#FitchTheHomeless – Hearing the Voices of Skid Row

#FitchTheHomeless

#FitchTheHomeless

In the last week, my piece on #FitchTheHomeless has gotten a lot of attention.  It inspired the second-most single-day hits that my blog has seen, and it was republished at The Good Men Project and on the Huffington Post.  With that kind of traffic, though, comes a lot of criticism.  Lots of people said things like, “So what you’re saying is that we should just never attempt to serve other people?  We should just sit on our asses?”

Others claimed that the ends justify the means, saying that it doesn’t matter if homeless people are being dehumanized because they’re being given something they need: clothes.

But absent from those criticisms is an understanding of the very voices that are inherently left out of most any conversation that takes place online: people experiencing homelessness.

In her brilliant response to #FitchTheHomeless published at Relevant Magazine, Rachel Karman, a social worker who works daily with the people who live in Skid Row, decided to do something that the creator of #FitchTheHomeless never thought to do: Talk to the people the campaign purports to help!

I cannot encourage you enough to read her entire article, but in case you don’t do so, at least read this excerpt:

And acknowledging how emotionally invested I am in this situation, I thought it might be best for me and for us all to hear and learn from the people whose opinion on this really matters. I decided to show some of the people I work with the video and write down—unfiltered—what was said. Here’s what I heard:

“Wow, that CEO guy is a bad dude.”

“Why the h*** would he pass out clothes to us that he said date rapists wear?”

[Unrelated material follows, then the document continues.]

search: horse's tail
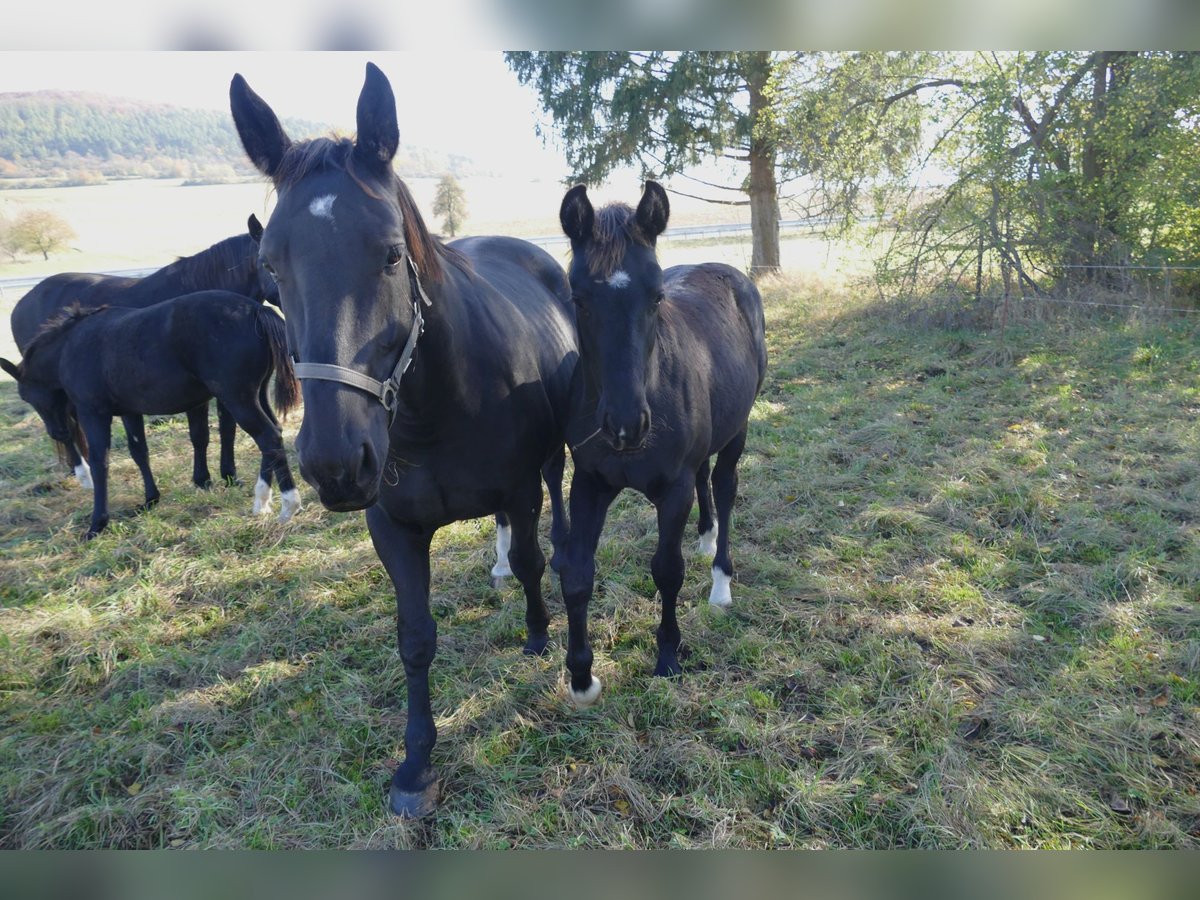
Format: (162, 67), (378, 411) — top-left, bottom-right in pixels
(257, 306), (300, 419)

“I’ve seen my nephew wear that brand of clothing and he’s not a date rapist.”

“It doesn’t look like he is explaining what he is doing to anyone he is giving clothes to. That’s not right.”

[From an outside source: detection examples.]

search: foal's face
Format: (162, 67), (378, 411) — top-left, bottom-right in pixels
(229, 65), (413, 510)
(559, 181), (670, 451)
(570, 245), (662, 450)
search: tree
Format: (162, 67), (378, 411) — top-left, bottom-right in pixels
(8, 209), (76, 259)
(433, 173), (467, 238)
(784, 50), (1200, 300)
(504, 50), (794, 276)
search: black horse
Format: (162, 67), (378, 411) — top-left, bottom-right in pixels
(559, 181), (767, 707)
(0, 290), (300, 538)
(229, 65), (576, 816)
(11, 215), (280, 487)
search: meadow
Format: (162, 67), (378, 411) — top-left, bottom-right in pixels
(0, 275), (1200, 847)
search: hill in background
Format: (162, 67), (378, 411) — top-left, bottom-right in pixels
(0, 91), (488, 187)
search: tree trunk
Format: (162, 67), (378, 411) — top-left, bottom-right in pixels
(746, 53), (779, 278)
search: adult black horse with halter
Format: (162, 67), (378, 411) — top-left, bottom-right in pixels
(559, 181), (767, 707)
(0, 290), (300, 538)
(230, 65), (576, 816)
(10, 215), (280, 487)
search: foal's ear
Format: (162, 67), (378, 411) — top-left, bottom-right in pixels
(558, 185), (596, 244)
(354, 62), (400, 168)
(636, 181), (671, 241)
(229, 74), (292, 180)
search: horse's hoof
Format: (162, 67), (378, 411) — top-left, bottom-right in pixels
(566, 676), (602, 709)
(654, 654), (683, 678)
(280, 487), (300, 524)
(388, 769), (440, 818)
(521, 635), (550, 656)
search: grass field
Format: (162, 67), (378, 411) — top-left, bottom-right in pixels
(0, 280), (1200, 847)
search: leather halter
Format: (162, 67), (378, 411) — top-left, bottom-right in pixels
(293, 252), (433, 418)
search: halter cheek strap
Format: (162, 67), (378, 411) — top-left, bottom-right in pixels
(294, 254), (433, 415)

“Why isn’t he talking to people when he gives them the clothes? I hate it when people who think they are do-gooders act like that.”

“Why did he just give that large man those tiny pants? I thought he just said they don’t make those sizes? That doesn’t seem very helpful at all.”

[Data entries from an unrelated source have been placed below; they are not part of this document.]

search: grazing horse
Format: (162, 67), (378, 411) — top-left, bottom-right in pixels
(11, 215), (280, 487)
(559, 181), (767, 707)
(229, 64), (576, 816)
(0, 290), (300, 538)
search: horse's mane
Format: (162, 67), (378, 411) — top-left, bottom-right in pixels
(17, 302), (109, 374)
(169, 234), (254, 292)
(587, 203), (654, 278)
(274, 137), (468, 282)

“He’s not even asking if he can film them, does he think this is a zoo?”

“Why would we want our ‘own brand of clothing?’ Especially clothing he said ‘douche bags’ wear.”

“I’m not interested in being this guys billboard or social cause, unless it’s to get people homes.”

“We may be homeless, but that doesn’t mean we want to wear ‘douchey’ clothes to prove a point—what purpose would that serve, to dehumanize us even more than we already have been?”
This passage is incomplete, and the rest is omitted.